The main findings are that the world is converging on a low-fertility future where we’re projecting that by 2100, over 97% of countries will be below replacement levels of fertility, which means that generational replacement of the population will not occur unless their fertility rates are higher than that.

In addition to this, where births are distributed around the globe is shifting away from higher-income countries and into lower-income countries that will remain at higher fertility rates for longer.

And so the births will be distributed in places with lower incomes and at more risk for climate stress, which will lead to a lot of societal issues that we will have to deal with.

What factors lead to declining fertility, and what can be done to limit the decline?

There are a number of factors that are associated with these declining fertility rates. In countries that have high fertility, seeing fertility rates decline would continue to be beneficial. Access to contraceptives, as well as more access to female education, are two of the main factors that will help here.

In countries where fertility rates remain low, pro-natal policies to support parents will be crucial to help increase these fertility rates and/or slow the decline. But there needs to be more innovation on these topics in the future.

What will be the consequences of more live births happening in low-income countries, and how do we mitigate potential negative impacts?

There will be a number of consequences from the shift of births into lower-income countries. These countries are those that have the some of the poorest health outcomes in the world, so developing their health care infrastructure will be very crucial. Additionally, these countries are at the most risk for climate stress, and this will facilitate or at least bring about a lot more pressure for migration.
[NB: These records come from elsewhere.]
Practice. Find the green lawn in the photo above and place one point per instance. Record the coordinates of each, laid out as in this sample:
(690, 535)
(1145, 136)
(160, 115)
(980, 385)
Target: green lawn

And dealing with migration, I think, will be one of the most important issues in the future as well.

What will be the impact of declining fertility in high-income countries, and how should it be addressed?

There will be a number of impacts in higher-income countries with falling fertility rates and continual low fertility rates. There will be this phenomenon that we call population aging, where there will be a lot more older people that will have to be supported, for example, economically, by fewer younger people.

So this could lead to issues with labor shortages and will bring about the continual importance and increasing importance of dealing with migration in an open and ethical manner.

How did the research team arrive at these predictions, and what are the challenges in doing so?

First of all, the data is very important. So we make sure that we use the most up to-date data that we can to inform these forecasts. Second, we use methodology that we feel is cutting-edge and will allow us to predict most accurately.

But with any forecasting methodology, there’s going to be a lot of uncertainty involved, and there’s no real way of knowing what’s going to happen in the future. So, we do the best that we can, and we make sure that we create forecasts with a number of alternate scenarios as well, to get a sense of what the various possible futures could look like.